Joan, of course, was settled in England with Gilbert of Gloucester, though spending much of her time in Gloucester’s Marcher lands. She gave birth to her first child, Gilbert, the future earl of Gloucester and Hertford, the May after Eleanor’s death. In the short years before her widowhood in 1295 she also produced three daughters: Eleanor (later Lady Despenser) Margaret (later Lady Gaveston) and Elizabeth (later Countess de Burgh). Edward’s affection for her and them can be seen in some lavish grants of land to Joan, and arrangements for the children. Characteristically, and one might suggest showing her true descent from the Ponthevin countesses, Joan succeeded in scandalising society by her secret second marriage to the handsome young squire Ralph de Monthermer in 1297. Thereafter, although she succeeded in reconciling Edward to the match, assisted by Monthermer’s very solid abilities, she kept prudently close to him. This was an expensive proximity for Edward, because, although richly dowered, she seems forever to have been in need of loans from her father. She predeceased Edward by a few months.
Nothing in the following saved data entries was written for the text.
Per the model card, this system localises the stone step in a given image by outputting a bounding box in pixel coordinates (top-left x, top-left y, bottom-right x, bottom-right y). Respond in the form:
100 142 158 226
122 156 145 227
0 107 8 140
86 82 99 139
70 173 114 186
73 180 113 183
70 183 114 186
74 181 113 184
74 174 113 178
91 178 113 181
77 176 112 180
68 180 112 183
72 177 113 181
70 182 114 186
Mary, too, despite her conventual vows, managed to be frequently at court throughout her father’s life. As with Joan, she appears to have possessed a talent for spending money and a taste for gambling – generally paid for by her father. The scandal of her alleged affair with Earl Warenne was, thankfully, not to arise until after Edward’s death.
Elizabeth, only eight years old on her mother’s death, was reputedly her father’s favourite and was so attached to h
im that, after her first marriage in 1297 to the Count of Holland, she refused to accompany him to the Netherlands for some time – despite written pleas from her husband to her father. In the circumstances, her husband’s early death in 1299 (fairly shortly after she was finally prevailed on to take up residence with him) provided her with a welcome opportunity to return to England, which she quickly took. In 1302 she married Humphrey de Bohun, the Earl of Hereford, her cousin through the marriage of Mathilde de Fiennes. She bore him ten children, dying aged thirty-four in 1316 while bringing the tenth into the world. Her granddaughter Mary married Henry of Bolingbroke, later Henry IV.2
Otho de Grandison’s story still had forty years to run at the time of Eleanor’s death, but he spent little of that time in England. He led the English forces in Acre at the time of the fall of that city in 1291, and saved the life of Jean de Grailly. After making a pilgrimage to Jerusalem, he returned to England briefly in 1296–7 and was present with Edward at the Battle of Dunbar. Thereafter, he campaigned with the Templars and the Hospitallers before returning for the final years of Edward’s reign. He left England after the accession of Edward II, but continued to do some diplomatic work for the Crown. Towards the end of his life he finally settled in his ancestral lands of Grandson, where he died in 1328.3
Enrique of Castile was finally released from prison by Charles of Salerno in 1291 – one would like to think in recognition of the kindness shown him by Eleanor and Edward. Ironically, he did in fact come to exercise power in Castile, some fifty years after he had first challenged Alfonso. In the turbulent minority of King Ferdinand IV, Enrique became regent along with the king’s mother, until his own death in 1204.4
The longest survivors among those who had known Eleanor well were among Eleanor’s ladies. Eleanor’s faithful waiting woman Margerie de Haustede was one of the last to die, in 1338, outliving her own sons. She herself was outlived by one of the younger ladies-in-waiting, Clemence de Vescy, who died in 1343.